A Diego Minà dedicò un reportage nel 2001. "Maradona, non sarò mai un uomo comune" è un ritratto a tutto tondo, denso di amore, che racconta uno degli anni più difficili del campione argentino, allora da poco quarantenne. Vent'anni dopo quel documentario si è trasformato in un libro, pubblicato per Minimum Fax, in cui alla riproduzione delle interviste si aggiungono ricordi personali dell'ex conduttore della Domenica Sportiva, riguardanti il suo rapporto con l'eroe dei Mondiali del 1986.
L'affetto e l'ammirazione
"Non ho mai voluto giudicarlo", ha detto in più di un'occasione Minà, che in Maradona ha visto - prima degli altri - il genio ribelle impegnato a combattere una battaglia senza speranza contro un mondo del pallone sempre più robotizzato e sacrificato al dio denaro.

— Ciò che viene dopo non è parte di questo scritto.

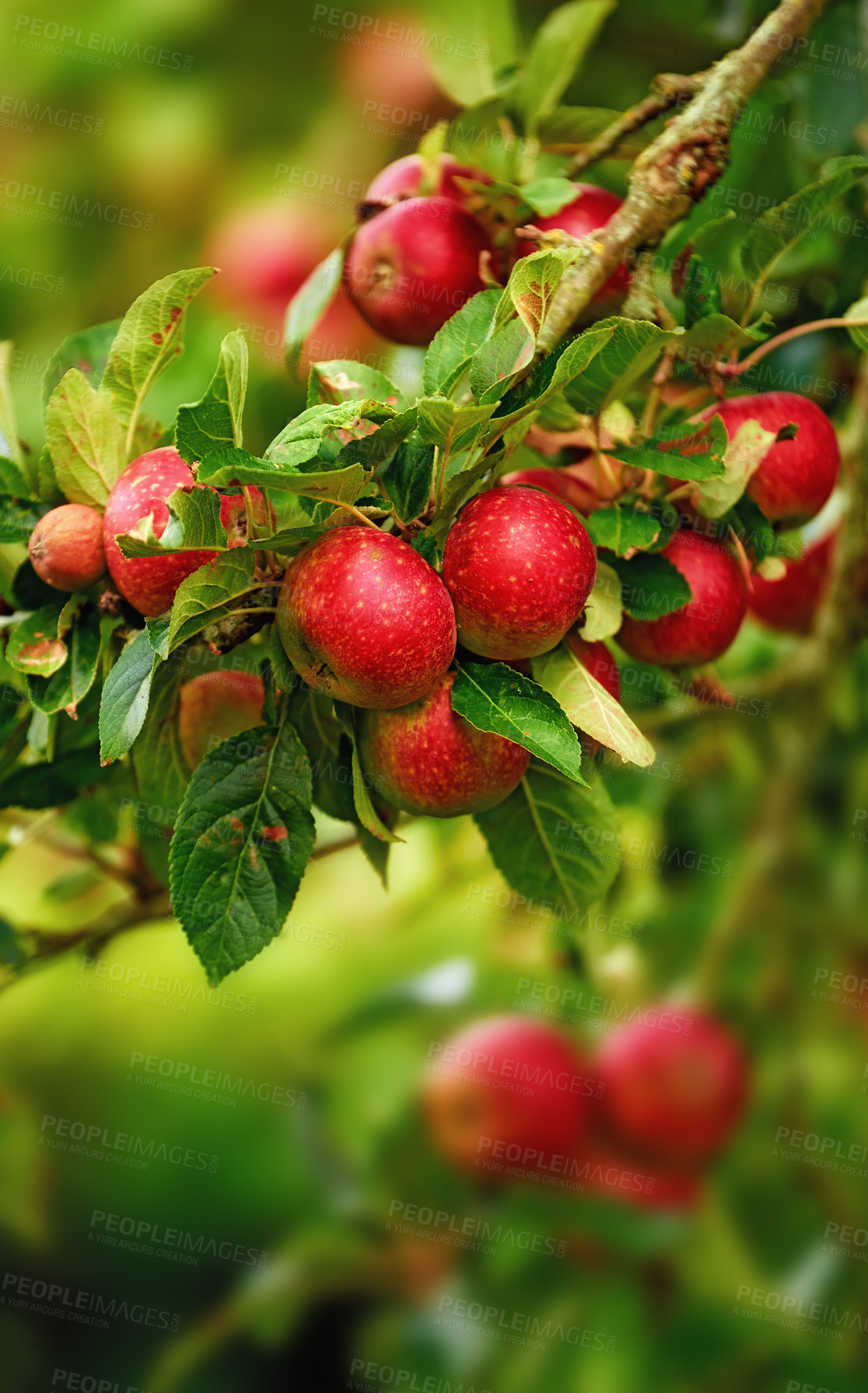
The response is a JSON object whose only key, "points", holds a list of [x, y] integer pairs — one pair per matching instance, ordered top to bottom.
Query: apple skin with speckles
{"points": [[411, 266], [797, 475], [67, 548], [519, 566], [149, 583], [792, 602], [366, 619], [702, 630], [215, 706], [429, 761], [670, 1095], [487, 1129]]}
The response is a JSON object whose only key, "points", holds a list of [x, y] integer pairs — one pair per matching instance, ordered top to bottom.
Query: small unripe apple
{"points": [[403, 177], [590, 209], [413, 265], [797, 475], [67, 548], [519, 566], [149, 583], [792, 602], [366, 619], [702, 630], [215, 706], [427, 759], [506, 1091], [672, 1095]]}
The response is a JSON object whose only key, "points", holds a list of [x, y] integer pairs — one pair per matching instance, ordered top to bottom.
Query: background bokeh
{"points": [[279, 1112]]}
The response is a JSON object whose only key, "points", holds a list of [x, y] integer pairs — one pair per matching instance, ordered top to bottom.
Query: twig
{"points": [[667, 91], [681, 166]]}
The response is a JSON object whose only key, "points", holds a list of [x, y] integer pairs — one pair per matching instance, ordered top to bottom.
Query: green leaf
{"points": [[481, 44], [556, 52], [781, 227], [310, 301], [859, 311], [149, 338], [630, 348], [88, 350], [449, 354], [498, 361], [341, 380], [216, 419], [449, 426], [86, 440], [746, 453], [408, 475], [327, 485], [194, 526], [621, 527], [651, 586], [207, 595], [604, 609], [35, 646], [495, 698], [124, 699], [591, 706], [160, 771], [554, 840], [240, 846]]}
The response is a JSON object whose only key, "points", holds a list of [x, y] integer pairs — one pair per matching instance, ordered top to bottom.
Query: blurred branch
{"points": [[681, 165]]}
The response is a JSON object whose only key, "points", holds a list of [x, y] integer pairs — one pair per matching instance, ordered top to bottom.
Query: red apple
{"points": [[403, 177], [590, 209], [413, 265], [797, 475], [67, 548], [519, 566], [149, 583], [792, 602], [366, 619], [702, 630], [215, 706], [427, 759], [506, 1091], [672, 1095]]}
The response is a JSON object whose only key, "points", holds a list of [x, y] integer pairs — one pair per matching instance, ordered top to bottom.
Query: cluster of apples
{"points": [[420, 250], [640, 1120]]}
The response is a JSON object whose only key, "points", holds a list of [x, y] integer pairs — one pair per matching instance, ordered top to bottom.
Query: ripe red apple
{"points": [[403, 177], [590, 209], [413, 265], [797, 475], [67, 548], [519, 566], [149, 583], [792, 602], [366, 619], [704, 628], [215, 706], [427, 759], [506, 1091], [674, 1097]]}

Resta nella storia l'episodio risalente ai Mondiali degli anni '90, quando il Pibe de Oro guidò l'Argentina alla seconda finale consecutiva contro la Germania, servendo uno dei dispiaceri più lancinanti all'Italia del calcio. Prima della semifinale di Napoli con gli azzurri Maradona chiamò Minà e gli promise che gli avrebbe concesso un'intervista, a prescindere da quello che sarebbe stato l'esito del confronto, arroventato da polemiche su un presunto tifo per l'Argentina da parte del pubblico partenopeo.
Al termine della partita Maradona, ancora in accappatoio, fendette la folla di giornalisti che cercava di strappargli una dichiarazione. "Parlo solo con Minà". Attese - ha ricordato il giornalista - che terminasse un'intervista con un dirigente federale e poi si confessò, togliendosi qualche sassolino dalla scarpe, per una ventina di minuti. Quel colloquio - è sempre Minà a dirlo - fu richiesto anche dalle tv argentine.
Il commosso ricordo
Alla morte di Maradona non mancò un commosso ricordo da parte dell'amico e del confidente, l'unico giornalista che, forse, è riuscito a comprendere Diego fino in fondo. "Dalla polvere di Villa Fiorito, nella provincia di Buenos Aires, dove è cominciata la sua avventura di più grande calciatore mai nato - scrisse Minà - alla militanza politica nei partiti progressisti latinoamericani per i quali ha dato molte volte la propria faccia. Nessun calciatore è mai arrivato a tanto. Diego, per una ironia del destino, se n’è andato da questo mondo lo stesso giorno di un altro gigante, Fidel Castro. Alla fine li rimpiangeremo, come succede a chi ha lasciato una traccia indelebile nel gioco del calcio e della vita. E ora silenzio. Il suo prezzo al mondo del pallone lo ha pagato da tempo".